Bundesligarennen und Stehermeisterschaft
Freitag, den 16. Juli 2010 um 16:32 Uhr
Mit den beiden Bundesligarennen am Sonnabend und Sonntag in Ilsfeld-Auenstein wird für Marcel Kittel, Maximilian May und John Degenkolb die wichtigste Phase der WM-Vorbereitung eingeläutet. In den Weinbergen Baden-Württembergs werden nicht nur durch die gegenwärtigen Temperaturen heiße Rennverläufe erwartet. Die Doppelveranstaltung gilt als vorentscheidend für den Ausgang der diesjährigen Bundesligaserie. Das Thüringer Energie Team liegt mit Platz vier in der Gesamtwertung und in der Einzelwertung mit dem bislang Zweitplatzierten Maximilian May auf Lauerposition. Auf der Lauer nach Medaillen liegt ab heute bereits Philipp Klein bei der Deutschen Meisterschaft der Steher im Erfurter Andreasried.

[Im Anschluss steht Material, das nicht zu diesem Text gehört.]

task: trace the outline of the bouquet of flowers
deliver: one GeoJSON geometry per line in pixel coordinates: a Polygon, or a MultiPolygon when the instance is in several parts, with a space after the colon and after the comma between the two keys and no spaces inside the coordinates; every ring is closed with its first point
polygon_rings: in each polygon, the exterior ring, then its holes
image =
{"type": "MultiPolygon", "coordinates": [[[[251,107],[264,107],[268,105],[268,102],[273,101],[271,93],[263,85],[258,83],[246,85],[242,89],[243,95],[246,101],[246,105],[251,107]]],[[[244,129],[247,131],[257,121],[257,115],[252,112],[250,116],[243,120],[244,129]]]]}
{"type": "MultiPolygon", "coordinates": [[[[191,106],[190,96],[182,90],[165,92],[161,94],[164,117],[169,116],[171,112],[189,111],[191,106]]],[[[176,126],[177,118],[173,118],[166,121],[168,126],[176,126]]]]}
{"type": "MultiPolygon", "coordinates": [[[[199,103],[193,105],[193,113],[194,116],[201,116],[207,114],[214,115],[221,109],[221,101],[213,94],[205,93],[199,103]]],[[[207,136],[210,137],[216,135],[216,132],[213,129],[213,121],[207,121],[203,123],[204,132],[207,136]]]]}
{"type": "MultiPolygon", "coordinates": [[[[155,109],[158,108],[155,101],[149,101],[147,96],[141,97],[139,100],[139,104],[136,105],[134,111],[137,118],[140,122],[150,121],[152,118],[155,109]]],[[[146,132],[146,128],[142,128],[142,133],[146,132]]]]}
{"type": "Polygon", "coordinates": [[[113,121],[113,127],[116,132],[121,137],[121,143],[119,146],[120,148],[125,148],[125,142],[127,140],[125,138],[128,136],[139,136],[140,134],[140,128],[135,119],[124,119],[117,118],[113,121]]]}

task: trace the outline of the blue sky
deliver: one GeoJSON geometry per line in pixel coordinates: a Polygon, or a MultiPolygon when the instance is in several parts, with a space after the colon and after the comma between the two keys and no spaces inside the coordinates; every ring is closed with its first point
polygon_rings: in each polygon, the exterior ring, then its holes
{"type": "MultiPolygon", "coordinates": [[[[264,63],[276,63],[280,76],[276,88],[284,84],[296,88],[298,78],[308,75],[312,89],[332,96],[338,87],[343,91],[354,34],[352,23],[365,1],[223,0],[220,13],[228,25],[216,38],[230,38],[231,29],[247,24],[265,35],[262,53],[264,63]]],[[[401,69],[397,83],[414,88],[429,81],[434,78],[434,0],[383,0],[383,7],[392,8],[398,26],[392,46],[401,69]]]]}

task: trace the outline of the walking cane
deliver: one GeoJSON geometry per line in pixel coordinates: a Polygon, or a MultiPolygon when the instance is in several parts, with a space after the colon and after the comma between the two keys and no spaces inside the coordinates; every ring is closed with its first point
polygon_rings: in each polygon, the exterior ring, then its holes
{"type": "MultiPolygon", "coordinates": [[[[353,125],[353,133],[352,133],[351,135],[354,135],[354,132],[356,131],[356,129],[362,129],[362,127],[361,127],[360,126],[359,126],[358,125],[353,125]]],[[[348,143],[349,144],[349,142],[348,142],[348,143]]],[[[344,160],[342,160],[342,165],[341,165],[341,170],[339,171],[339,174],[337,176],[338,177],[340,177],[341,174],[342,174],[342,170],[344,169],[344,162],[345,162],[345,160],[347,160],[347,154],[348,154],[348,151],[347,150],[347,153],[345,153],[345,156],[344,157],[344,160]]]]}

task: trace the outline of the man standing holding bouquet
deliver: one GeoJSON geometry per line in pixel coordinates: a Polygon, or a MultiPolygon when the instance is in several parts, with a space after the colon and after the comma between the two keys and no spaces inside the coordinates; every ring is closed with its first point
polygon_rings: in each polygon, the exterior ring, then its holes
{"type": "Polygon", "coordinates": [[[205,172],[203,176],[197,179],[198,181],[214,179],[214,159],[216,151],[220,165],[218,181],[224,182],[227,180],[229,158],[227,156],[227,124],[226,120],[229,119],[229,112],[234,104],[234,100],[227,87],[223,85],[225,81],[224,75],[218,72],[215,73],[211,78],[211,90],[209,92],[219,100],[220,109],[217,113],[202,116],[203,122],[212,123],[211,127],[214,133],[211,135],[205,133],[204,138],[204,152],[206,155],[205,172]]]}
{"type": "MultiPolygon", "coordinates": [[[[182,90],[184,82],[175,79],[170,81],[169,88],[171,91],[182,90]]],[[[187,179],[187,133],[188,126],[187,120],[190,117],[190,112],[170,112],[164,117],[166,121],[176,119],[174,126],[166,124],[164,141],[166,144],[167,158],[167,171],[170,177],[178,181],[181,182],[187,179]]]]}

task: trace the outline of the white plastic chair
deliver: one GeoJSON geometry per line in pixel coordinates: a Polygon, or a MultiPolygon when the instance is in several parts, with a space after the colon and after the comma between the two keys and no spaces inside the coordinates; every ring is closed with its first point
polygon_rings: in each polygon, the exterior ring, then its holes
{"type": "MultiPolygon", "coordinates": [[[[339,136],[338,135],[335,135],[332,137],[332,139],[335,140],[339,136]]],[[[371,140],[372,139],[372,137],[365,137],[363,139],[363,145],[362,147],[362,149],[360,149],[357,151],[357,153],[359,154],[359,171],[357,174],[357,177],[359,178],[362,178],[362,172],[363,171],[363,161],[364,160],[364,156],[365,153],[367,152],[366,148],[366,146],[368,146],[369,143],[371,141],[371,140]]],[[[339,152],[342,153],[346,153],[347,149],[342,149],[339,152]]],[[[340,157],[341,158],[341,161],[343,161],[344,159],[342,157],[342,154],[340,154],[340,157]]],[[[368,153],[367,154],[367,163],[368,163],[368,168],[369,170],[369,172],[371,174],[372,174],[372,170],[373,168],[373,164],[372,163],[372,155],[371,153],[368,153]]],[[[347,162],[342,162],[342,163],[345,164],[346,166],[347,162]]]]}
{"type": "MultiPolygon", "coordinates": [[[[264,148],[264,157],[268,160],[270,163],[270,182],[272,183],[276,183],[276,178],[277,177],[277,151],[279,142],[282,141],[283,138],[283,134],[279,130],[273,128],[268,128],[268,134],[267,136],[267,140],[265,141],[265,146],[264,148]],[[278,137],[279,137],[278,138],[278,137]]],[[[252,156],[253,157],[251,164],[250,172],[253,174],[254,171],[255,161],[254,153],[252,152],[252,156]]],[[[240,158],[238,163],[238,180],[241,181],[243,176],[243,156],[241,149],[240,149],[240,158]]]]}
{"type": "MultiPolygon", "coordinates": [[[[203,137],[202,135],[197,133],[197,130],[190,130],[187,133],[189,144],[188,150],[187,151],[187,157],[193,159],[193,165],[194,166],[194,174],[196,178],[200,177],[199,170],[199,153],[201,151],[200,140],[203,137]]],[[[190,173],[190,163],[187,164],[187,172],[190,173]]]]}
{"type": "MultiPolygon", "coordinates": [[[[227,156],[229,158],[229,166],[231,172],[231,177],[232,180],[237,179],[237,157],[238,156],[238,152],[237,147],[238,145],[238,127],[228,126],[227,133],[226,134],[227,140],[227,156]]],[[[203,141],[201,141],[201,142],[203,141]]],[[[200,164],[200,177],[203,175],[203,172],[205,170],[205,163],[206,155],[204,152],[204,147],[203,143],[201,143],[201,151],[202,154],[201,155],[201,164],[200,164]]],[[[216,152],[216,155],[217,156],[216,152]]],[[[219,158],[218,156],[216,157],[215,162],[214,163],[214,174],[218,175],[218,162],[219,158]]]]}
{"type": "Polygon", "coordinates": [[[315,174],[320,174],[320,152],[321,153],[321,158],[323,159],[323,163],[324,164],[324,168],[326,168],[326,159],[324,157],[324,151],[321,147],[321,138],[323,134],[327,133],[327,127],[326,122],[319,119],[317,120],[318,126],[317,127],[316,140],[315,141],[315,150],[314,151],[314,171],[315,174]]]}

"Am Wochenende wird sich zeigen, wer das Frühjahr nicht verkraftet hat und wer gut erholt aus der Rennpause kommt", erwartet der Sportliche Leiter Jens Lang einige Rückschlüsse auf die Form der Fahrer. Damit meint er allerdings nicht zwingend die eigenen Sportler. "Die Jungs sind gut drauf. Sie sind mit guter Form in die Pause gegangen, haben sich erholt und haben im Training wieder eine gute Form bewiesen", ist Lang zuversichtlich. Er blickt vor allem auf die Konkurrenz. "Die WM-Kandidaten müssen wieder gut in den Tritt finden. Und die anderen Nationalfahrer können eigentlich ganz befreit auffahren."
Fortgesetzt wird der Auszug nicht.